Why You Need an Oscilloscope
A multimeter tells you a voltage exists. An oscilloscope shows you what that voltage is doing over time. For anyone working with electronics, audio circuits, microcontrollers, motors, or RF signals, an oscilloscope is indispensable. Without one, you are flying blind. With one, every circuit becomes transparent.
The key question in 2026 is not whether to get an oscilloscope — it is which one to get. The choice comes down to four parameters: bandwidth, sample rate, number of channels, and whether you need integrated logic analysis capability.
Understanding Bandwidth
Bandwidth is the most critical spec on an oscilloscope. It defines the highest frequency the instrument can accurately display. A practical rule: you need at least five times the bandwidth of the signal you are measuring for accurate capture. For a 10 MHz square wave, you need a 50 MHz oscilloscope. For audio work (20 Hz–20 kHz), even a 5 MHz instrument is more than sufficient.
For typical electronics work — Arduino projects, motor controllers, audio amplifiers, switching power supplies — a 20–50 MHz oscilloscope is sufficient. For RF work, signal generators, and high-speed digital circuits, 100 MHz or more is necessary.
Sample Rate
Sample rate (in samples per second, Sa/s) determines how finely the instrument digitises a signal in time. The Nyquist theorem requires at least twice the bandwidth in sample rate to avoid aliasing. In practice, you want 5–10× oversampling for accurate edge capture. A 100 MHz oscilloscope should have at least 1 GSa/s — anything less produces aliasing artefacts on fast transitions.
Entry Level: The Mini Desktop Oscilloscope
The Mini Desktop Oscilloscope is a dual-channel instrument with 5 MHz bandwidth, USB-C power, and a compact footprint ideal for students and beginners. It handles audio circuits, sensor outputs, low-frequency control signals, and basic waveform verification with ease.

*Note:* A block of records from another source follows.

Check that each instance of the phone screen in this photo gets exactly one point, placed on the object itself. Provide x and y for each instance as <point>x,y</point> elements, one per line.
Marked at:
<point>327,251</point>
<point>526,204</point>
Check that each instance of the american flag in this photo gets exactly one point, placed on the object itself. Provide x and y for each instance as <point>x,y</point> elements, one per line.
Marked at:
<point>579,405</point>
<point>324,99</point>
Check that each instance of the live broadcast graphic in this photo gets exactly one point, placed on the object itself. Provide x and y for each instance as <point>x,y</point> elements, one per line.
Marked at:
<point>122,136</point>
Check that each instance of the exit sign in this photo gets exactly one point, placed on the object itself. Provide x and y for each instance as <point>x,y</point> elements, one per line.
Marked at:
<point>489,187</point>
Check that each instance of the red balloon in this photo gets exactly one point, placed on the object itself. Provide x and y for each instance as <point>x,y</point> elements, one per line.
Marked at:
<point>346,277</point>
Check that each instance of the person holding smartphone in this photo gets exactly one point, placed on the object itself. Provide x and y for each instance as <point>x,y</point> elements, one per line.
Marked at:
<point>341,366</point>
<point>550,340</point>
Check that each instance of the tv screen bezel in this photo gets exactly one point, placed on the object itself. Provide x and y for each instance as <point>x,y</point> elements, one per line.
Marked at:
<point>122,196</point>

At this price point it is an excellent first oscilloscope. You learn the controls — triggering, timebase, vertical scaling, cursor measurements — without committing to a full bench instrument. The practical limitation is 5 MHz bandwidth: you cannot see the harmonic content of square waves above roughly 1 MHz. But for introductory electronics and learning oscilloscope operation, it is perfectly capable.
Professional Level: 100 MHz Oscilloscope with Logic Analyzer
The 100 MHz Digital Oscilloscope is a serious bench instrument. With 1 GSa/s sample rate, 12-bit vertical resolution, a 7-inch touchscreen, and an integrated 16-channel logic analyser, it handles everything from switching power supply ripple measurement to SPI/I2C/UART protocol decoding on microcontroller buses.

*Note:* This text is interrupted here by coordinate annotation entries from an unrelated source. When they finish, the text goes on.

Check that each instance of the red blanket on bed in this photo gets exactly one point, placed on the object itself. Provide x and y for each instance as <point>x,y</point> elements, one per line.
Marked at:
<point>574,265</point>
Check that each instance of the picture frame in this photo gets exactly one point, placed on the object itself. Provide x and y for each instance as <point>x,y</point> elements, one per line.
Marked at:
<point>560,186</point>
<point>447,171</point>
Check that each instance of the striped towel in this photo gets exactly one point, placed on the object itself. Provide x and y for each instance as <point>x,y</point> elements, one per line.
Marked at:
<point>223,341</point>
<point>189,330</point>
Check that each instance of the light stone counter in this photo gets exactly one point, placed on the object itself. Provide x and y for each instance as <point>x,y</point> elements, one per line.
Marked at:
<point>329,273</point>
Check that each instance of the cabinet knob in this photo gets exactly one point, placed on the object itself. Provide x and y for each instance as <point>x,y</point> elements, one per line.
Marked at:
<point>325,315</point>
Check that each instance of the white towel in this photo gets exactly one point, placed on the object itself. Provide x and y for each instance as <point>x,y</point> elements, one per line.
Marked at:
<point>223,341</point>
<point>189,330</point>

The integrated logic analyser is the standout feature for embedded systems work. Instead of separate instruments, you can simultaneously capture an analogue waveform and decode digital communication protocols on 16 channels. This is the standard workflow for professional firmware debugging. At 100 MHz bandwidth it accurately resolves signals up to 20 MHz — sufficient for Raspberry Pi GPIO, Arduino PWM, motor drivers, and audio DSP.

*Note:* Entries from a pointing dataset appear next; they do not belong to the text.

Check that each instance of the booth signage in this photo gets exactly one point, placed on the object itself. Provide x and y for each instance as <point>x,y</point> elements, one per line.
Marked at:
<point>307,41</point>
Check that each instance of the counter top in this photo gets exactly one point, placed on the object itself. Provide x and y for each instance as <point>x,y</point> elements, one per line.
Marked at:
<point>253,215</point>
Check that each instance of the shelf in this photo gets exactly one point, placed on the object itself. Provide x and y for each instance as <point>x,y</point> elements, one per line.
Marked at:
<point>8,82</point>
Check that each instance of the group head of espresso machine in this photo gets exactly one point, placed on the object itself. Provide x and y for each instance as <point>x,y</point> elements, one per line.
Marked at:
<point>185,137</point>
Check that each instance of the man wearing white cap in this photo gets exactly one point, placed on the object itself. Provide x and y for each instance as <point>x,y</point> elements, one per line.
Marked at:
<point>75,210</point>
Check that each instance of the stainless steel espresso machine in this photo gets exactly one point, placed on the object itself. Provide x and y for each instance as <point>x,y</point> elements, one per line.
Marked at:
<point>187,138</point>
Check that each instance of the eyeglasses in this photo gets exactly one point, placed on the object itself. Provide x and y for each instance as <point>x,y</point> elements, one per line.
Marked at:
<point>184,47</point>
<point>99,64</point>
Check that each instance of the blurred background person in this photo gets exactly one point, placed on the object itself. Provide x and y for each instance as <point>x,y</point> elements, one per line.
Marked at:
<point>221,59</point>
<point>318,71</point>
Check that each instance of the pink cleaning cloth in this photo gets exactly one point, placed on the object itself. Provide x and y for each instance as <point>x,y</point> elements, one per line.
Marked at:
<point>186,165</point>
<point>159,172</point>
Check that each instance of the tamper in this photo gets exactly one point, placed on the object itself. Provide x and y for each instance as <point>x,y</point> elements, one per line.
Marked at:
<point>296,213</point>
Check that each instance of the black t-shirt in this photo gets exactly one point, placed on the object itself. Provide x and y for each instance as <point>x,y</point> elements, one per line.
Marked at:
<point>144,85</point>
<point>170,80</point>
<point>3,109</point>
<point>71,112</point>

Pairing with a Signal Generator
An oscilloscope without a signal source is like a multimeter without anything to measure. The Dual-Channel Signal Generator produces sine, square, triangle, sawtooth, and pulse waveforms from 1 Hz to 5 MHz with AM/FM modulation and frequency sweep. Together with an oscilloscope, it lets you characterise filter responses, measure amplifier gain and phase, test ADC linearity, and verify circuit timing.
For RF Work: The NanoVNA
If your interest extends into radio frequency — antenna characterisation, impedance matching, or filter design — the NanoVNA-H4 covers 50 kHz to 1.5 GHz and measures S-parameters, SWR, impedance, and cable length on a handheld 4-inch touchscreen. It complements an oscilloscope for a complete RF characterisation toolkit.
Making the Decision
The mini oscilloscope is the right choice if you are just starting out, working with audio or low-frequency signals, or need something portable. The 100 MHz bench unit is the right choice if you work with switching regulators, servo drives, digital buses, or any signal above 1 MHz. Buy the one that matches your current work — you can always upgrade once you outgrow it.